Similar to other ruptures of tendons, LHBT ruptures are commonly secondary to a degenerative process, which may be due to tendon instability and/or impingement syndromes, and usually occur in the presence of a rotator cuff tear. The usual mechanism of injury in the athlete will be a forced bicep contraction in a stretch position (such as making a rugby tackle), but it may also happen in innocuous activities of daily living.

Rupture of the LHBT will usually create a deformity in the contour of the biceps muscle due to the distal migration of the long head of the bicep and this is commonly called a ‘Popeye sign’. However, in some cases, the presence of a vincula, adhesion or hypertrophy of the tendon can prevent distal migration of the tendon and the subsequent ‘Popeye sign’(55). Tendons that dislocate often become encased in fibrous tissue or adherent to the subscapularis before rupture, and hypertrophic tendons may become fixed within the bicipital groove, giving an autotenodesis. If the rupture does occur in the tendon substance in the biciptal groove (and the distal end retracts and creates the ‘Popeye sign’), the proximal end or stump may remain with the joint, and cause pain as it is compressed between the humeral head and the glenoid(56, 57).

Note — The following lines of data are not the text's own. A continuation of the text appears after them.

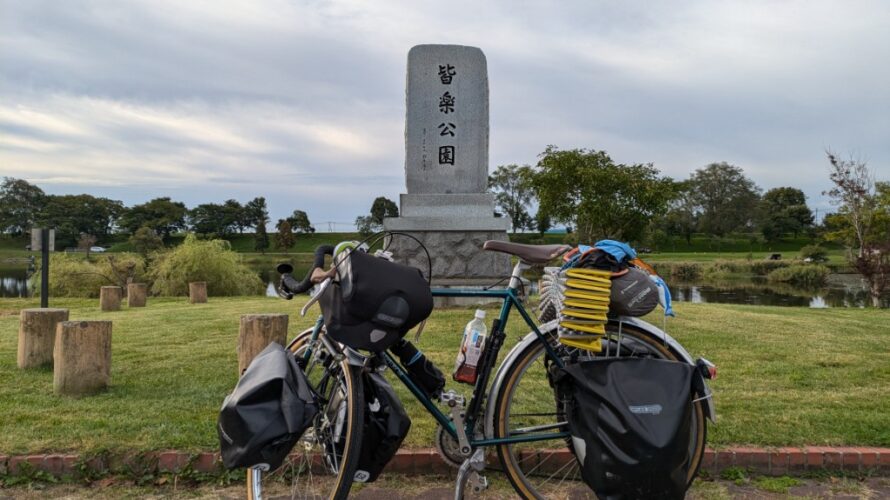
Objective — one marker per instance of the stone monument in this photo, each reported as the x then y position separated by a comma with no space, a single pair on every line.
447,205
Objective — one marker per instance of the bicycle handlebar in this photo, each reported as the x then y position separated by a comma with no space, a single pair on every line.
288,286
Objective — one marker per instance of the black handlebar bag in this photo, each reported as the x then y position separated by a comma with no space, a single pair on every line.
630,419
374,302
267,413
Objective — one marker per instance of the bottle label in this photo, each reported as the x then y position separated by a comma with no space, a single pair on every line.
474,348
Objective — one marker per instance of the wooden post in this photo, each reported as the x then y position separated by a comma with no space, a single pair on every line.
82,357
198,292
136,294
257,332
37,336
110,298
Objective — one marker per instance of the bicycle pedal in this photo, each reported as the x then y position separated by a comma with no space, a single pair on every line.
477,482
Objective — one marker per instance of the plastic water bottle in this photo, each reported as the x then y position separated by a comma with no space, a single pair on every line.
471,348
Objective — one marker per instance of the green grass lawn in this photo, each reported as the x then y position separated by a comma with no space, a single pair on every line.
788,376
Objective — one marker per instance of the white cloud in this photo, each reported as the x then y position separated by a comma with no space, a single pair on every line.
305,99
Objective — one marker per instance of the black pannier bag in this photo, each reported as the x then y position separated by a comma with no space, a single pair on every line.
374,302
630,419
270,408
633,293
386,425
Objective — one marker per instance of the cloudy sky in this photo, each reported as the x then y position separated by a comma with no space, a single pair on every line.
303,102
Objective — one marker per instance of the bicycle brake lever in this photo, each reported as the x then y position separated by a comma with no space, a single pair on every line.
419,330
321,288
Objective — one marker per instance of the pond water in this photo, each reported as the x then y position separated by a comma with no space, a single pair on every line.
842,290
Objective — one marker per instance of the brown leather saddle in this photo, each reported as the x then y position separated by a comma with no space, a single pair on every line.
530,254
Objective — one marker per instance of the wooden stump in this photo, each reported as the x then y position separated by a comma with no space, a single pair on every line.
198,292
82,357
257,332
110,298
136,294
37,336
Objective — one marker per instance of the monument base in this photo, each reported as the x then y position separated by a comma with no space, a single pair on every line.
458,260
455,255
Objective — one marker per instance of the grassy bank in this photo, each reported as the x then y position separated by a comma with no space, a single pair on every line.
787,376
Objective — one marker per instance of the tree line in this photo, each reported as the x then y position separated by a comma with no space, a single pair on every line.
86,218
598,198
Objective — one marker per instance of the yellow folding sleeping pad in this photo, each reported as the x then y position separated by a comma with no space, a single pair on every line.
582,319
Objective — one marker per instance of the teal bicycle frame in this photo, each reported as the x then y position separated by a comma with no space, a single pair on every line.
474,409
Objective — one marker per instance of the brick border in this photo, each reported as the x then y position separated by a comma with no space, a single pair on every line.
769,461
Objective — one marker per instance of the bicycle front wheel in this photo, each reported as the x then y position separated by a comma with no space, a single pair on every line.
527,404
323,462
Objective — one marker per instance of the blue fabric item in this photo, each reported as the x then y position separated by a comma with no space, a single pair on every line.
616,249
575,258
664,295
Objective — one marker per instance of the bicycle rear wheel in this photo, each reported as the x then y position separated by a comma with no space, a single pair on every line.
526,404
323,462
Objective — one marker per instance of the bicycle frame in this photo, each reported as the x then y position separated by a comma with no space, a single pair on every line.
510,300
474,410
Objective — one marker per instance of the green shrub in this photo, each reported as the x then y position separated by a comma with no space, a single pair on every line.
801,274
764,267
814,252
70,275
212,261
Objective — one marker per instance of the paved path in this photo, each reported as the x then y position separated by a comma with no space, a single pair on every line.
438,487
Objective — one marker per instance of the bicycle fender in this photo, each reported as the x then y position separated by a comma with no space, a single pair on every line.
528,340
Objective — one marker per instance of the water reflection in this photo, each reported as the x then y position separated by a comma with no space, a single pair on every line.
13,282
841,290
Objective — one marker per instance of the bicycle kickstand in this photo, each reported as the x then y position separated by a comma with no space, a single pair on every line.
469,472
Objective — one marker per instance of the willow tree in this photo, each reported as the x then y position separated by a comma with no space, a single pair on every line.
862,221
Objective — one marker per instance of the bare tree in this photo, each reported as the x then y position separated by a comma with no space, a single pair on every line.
864,206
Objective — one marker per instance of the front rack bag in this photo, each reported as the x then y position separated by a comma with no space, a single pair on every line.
374,302
270,408
629,420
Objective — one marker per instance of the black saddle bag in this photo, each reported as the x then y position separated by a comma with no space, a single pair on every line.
386,425
630,419
374,302
270,408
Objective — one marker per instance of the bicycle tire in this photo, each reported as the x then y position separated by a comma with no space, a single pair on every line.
315,459
519,462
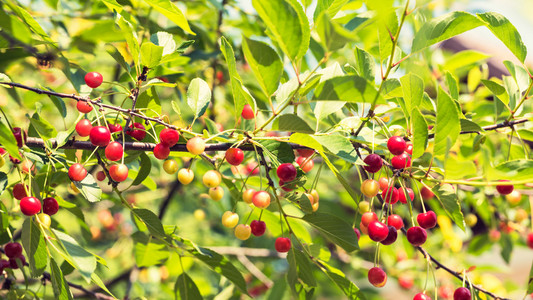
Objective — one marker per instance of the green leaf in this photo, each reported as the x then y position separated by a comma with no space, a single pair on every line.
151,54
149,251
443,28
144,171
287,24
467,125
506,32
198,96
332,35
330,7
151,220
349,88
185,288
448,199
339,146
35,247
447,126
172,12
8,141
497,89
78,257
365,64
59,283
240,95
282,151
413,90
506,244
45,130
3,182
265,64
420,133
292,123
165,40
221,265
89,188
334,229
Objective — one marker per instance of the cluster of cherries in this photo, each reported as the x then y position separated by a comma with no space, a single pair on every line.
386,233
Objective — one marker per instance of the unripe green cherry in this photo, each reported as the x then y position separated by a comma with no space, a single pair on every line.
212,178
243,231
185,176
170,166
230,219
364,207
216,193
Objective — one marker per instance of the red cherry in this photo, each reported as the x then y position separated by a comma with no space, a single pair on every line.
305,152
50,206
377,277
83,127
427,194
234,156
258,227
114,127
417,236
396,145
13,249
406,281
401,161
306,164
357,232
19,191
100,176
383,183
462,293
504,189
30,206
100,136
377,231
19,135
161,151
282,244
247,112
114,151
427,220
409,149
286,172
390,195
530,240
421,296
84,107
13,262
119,172
169,137
373,163
401,195
395,221
368,217
93,79
77,172
137,132
391,237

The LHBT is a unique anatomical structure within the shoulder joint complex. It has a complex interplay with the ligaments of the shoulder, which create the ‘biceps reflection pulley system’. However, its functional role in shoulder movement and stability has been questioned. It has been suggested by some authors as being a weak abductor and external rotator of the shoulder, and its primary role as being a glenohumeral stabiliser. Others have refuted this idea and claim it has become a redundant structure, similar to the appendix. However, it can be damaged in athletes that participate in sports that require repetitive biceps contraction in vulnerable positions or due to compressive forces whilst the shoulder is constantly elevated. The injuries can range from simple tendinitis and tenosynovitis, through to damage to the ‘pulley system’ and finally rupture of the LHBT. In part two, we will describe how LHBT injuries can be diagnosed and their management.